Welcome to the Chemical Engineering Department at the University of Louisville. Ernst Hall has housed the Department of Chemical Engineering since 1967 and serves as the academic home to about 200 students, approximately 80% at the undergraduate level and 20% graduate students (ME, MS, and PhD). We have 12 full-time faculty members that include Director of the Conn Center for Renewable Energy and the Director of the Rapid Prototyping Center and 4 adjunct faculty members. In addition, we have been experiencing an unprecedented growth at the undergraduate level attributed to an increased national and international focus on energy generation and storage, excellent placement opportunities for our graduates, and our outstanding cooperative education program. The co-op program provides our undergraduate students with hands-on work experience by placing them in a structured, paid internships with local and national corporations. The history and current state of our department has been highlighted in a recent issue of Chemical Engineering and Education.
Chemical engineering faculty members are heavily invested in improving society through both educational and technical research. Technical research in our Chemical Engineering program emphasizes materials for renewable energy through its partnership with the Conn Center, as well as health engineering, including developing non-invasive disease diagnostic tools in conjunction with our medical colleagues. Research activities of our undergraduate and graduate students are supported by the outstanding facilities available in the Department, the Conn Center, the Rapid Prototyping center located also located in SPEED, as well in the interdisciplinary Shumaker Research Building that is located at a short distance on the Belknap campus. We recognize that students who become connected with contemporary engineering practice and research areas, through participation in industrial internships during their undergraduate years and the opportunity for research experience in both their undergraduate and graduate education, tend to perform better and have a higher level of persistence in their later professional life.

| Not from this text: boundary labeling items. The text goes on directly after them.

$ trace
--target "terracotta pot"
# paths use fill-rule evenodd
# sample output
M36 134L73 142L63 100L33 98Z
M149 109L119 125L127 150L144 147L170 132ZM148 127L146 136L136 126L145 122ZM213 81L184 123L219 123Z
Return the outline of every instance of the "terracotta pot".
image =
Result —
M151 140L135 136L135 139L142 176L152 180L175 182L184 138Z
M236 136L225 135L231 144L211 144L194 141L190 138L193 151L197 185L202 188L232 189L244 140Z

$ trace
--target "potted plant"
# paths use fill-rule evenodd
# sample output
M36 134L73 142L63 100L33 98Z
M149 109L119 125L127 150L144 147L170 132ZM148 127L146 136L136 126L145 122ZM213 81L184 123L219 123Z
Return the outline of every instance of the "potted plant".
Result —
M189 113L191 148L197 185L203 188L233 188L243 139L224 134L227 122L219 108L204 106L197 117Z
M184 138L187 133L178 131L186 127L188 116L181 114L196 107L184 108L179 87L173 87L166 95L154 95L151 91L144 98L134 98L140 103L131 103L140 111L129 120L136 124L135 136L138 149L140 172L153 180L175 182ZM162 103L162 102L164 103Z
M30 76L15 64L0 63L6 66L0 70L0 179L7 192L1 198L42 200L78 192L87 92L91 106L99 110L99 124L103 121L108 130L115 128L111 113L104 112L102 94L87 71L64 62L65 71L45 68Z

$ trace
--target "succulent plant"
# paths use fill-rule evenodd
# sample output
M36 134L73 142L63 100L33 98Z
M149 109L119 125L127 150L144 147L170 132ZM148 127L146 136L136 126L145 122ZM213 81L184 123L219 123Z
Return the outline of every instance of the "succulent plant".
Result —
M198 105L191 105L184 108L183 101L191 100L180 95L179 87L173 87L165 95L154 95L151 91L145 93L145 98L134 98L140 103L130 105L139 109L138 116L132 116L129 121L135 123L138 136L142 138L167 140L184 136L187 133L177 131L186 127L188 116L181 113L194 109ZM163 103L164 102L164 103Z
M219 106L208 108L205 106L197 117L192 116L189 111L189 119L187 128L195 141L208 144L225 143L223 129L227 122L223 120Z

This is an exciting time for Chemical Engineering and for J. B. Speed School of Engineering as our country faces great scientific and technical challenges, the solutions to many of which will be found by Chemical Engineers.
Speed School chemical engineering graduates will play a key role in developing the world of the future where renewable energy is the norm and today’s diseases will be moderated by early detection. I invite you to join us as we build this world.